Aber so tapfer er bisher allen Lockungen widerstanden hatte, in der beständigen Versuchung zu Ausschweifungen, welche dieses dritte Glas ihm bereitete, lag doch für Zack die große Gefahr, sich selbst zu betrügen und folglich sein eigner Verräter zu werden, lauernd im Hinterhalt, bis seine Schwäche unterliegen würde, wie sie bereits andern Versuchungen unterlegen war. Dreimal, viermal wöchentlich, beinahe einen ganzen Monat hindurch hatte er in völliger Straflosigkeit das Vergnügen der heimlichen Nachtschwärmerei genossen, es selbst vor seinem Freunde Mr. Blyth geheim haltend, der, wie er wohl wusste, es trotz seiner ausgedehnten Toleranz keineswegs billigen würde, dass er bis zwei Uhr morgens in Wirtshäusern sich herumtrieb, während sein Vater ihn ruhig im Bette glaubte.
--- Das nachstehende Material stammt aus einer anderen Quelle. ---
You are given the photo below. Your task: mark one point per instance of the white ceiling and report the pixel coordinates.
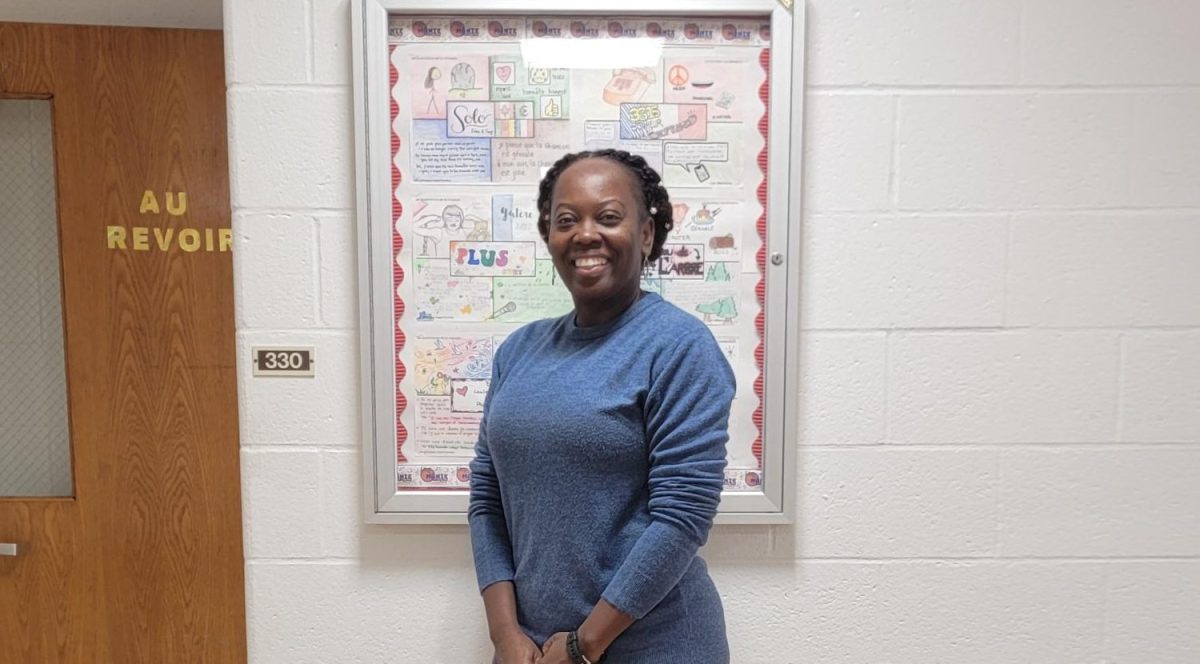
(149, 13)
Seine schlechte Aufführung, obschon er leichtsinnig darin verharrte, hatte doch keineswegs das letzte und schlimmste Resultat, ihn bis zur Unmöglichkeit der Besserung zu verderben, herbeigeführt. Er hatte noch Schamgefühl genug, um über seine erfolgreiche Heuchelei zu erröten, wenn er sich in der Gesellschaft seiner Mutter befand.
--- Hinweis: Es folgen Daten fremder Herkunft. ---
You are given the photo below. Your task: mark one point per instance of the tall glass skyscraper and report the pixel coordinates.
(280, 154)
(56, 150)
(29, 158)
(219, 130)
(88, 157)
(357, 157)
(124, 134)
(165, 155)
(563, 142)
Aber die Umstände entfernten ihn leider zu sehr von seiner Mutter und so vertrocknete der Keim des bessern Gefühls, der nur unter ihrem Einflusse sich entfaltete, und der, wenn er zur vollen Entwicklung gekommen wäre, sicher zu seiner Besserung geführt hätte. Täglich war er im Geschäft, und das verdrießliche Leben, das er hier führte, machte ihn nur geneigt, mit boshafter Freude an die Kurzweil der Nacht zu denken. Am Abend fand denn Thorpe es häufig geraten, ihm eine ernste Predigt zu halten und zu verhüten, dass der bekehrte Sünder aus Mangel an einer kleinen moralischen Zurechtweisung rückfällig würde. Auch Yollop blieb in der Anwendung ähnlicher Vorsichtsmaßregeln nicht zurück, denn ihm lag vor allem daran, den Neubekehrten sich nicht wieder entschlüpfen zu lassen, nachdem er ihn einmal gefangen hatte. Jedes Wort, das diese beiden Herren sprachen, diente nur dazu, das Herz des jungen Mannes noch mehr zu verstocken und den heilsamen Einfluss, welchen die liebevollen Blicke und die vertraulichen Worte seiner Mutter auf ihn ausübten, zu ertöten. »Ich würde dadurch nichts gewinnen, selbst wenn ich mein Leben ändern könnte«, dachte Zack boshaft und ärgerlich, wenn sein Vater oder seines Vaters Freund ihn mit einer kleinen Moralpredigt bedachten; »da zerren sie nun wieder an ihrem musterhaft guten Jungen herum, um ihn besser zu machen!«

Das war, der Punkt, bis zu welchem die Trübsal Zacks gestiegen war, das waren die Kämpfe, welche er zu bestehen hatte, das die Vergehungen, welche er sich zu Schulden kommen ließ, und das die zweifelhafte Natur seines häuslichen Verkehrs zu der Zeit, als jener sanguinische Künstler Valentin Blyth den Entschluss fasste, in dem Zimmer seiner Frau eine Privatzeichenakademie zu errichten in der doppelten Absicht, um seinen Familienkreis am Abend zu unterhalten und seinem wilden Freund Festigkeit zu lehren, indem er nach Gipsabgüssen zeichnen lehrte.